I drove back to my office past Occidental Park and saw that the police were already cleaning up and closing the crime scene down. Solis was nowhere in sight. I imagined he wasn’t pleased with these deaths, but there might be very little he could do to keep the files active. Without the knowledge I had, the logical conclusion—even if the facts were a bit reluctant to fit perfectly—was simple death by exposure to the intense cold, followed by depredation by feral dogs. Ugly and unpleasant, but adequate for most purposes, and I’d come to know that an adequate explanation was often more desirable than a perfect truth.

From my office I called Edward’s secretary. It was Saturday and I got an answering service staffed by an actual person. She assured me Mr. Kammerling would be in touch.

My mind wandered toward thoughts of Will and, as if summoned, my cell phone rang, displaying his number. I wasn’t sure I wanted to answer, but I poked the button anyhow.

“Hi, Will.” I was still irritable from lack of sleep and the ragged edge of pity for Jenny Nin. Not sure what he wanted, I wasn’t too inclined to fill the empty air between us with words.

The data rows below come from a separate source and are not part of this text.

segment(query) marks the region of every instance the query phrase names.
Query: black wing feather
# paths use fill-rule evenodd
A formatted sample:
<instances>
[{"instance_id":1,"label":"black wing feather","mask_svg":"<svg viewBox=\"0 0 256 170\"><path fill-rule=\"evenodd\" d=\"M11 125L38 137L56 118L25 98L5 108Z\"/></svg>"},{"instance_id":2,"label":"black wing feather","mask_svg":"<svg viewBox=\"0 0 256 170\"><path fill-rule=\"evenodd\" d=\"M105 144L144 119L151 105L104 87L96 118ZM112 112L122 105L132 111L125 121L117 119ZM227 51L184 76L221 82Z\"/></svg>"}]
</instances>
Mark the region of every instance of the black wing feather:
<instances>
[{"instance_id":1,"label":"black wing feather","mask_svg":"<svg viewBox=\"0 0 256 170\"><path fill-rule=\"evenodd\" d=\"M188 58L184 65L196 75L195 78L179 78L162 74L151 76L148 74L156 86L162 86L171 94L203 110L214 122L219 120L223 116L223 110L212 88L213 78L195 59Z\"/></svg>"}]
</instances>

“Hi, Harper. I wanted to apologize,” he started, “for being hasty—for freaking out the other night. I know things couldn’t have been what they looked like.”

Since they weren’t so far from what they had looked like, I didn’t say anything.

“This is pretty hard.” I knew he wanted me to make it easier, but I wasn’t going to. My misery and shock at the way our last date had ended were turning into anger, and I had no intention of letting him off the hook with a few halting apologies. “I was hoping,” he continued, “that you might have breakfast with me. I’m down at Endolyne Joes.”

“It was snowing on the hill earlier,” I said, “and I’m at the office now. Driving back across the bridge and down to Fauntleroy isn’t high on my priority list.”

“The snows not so bad here and its keeping the morning crowd away. We’d have some privacy.”

I growled. Will was wheedling, which I’d never heard from him before and didn’t like, but our business was unfinished and I supposed I should take the opportunity he was offering to either save our relationship or bury it for good.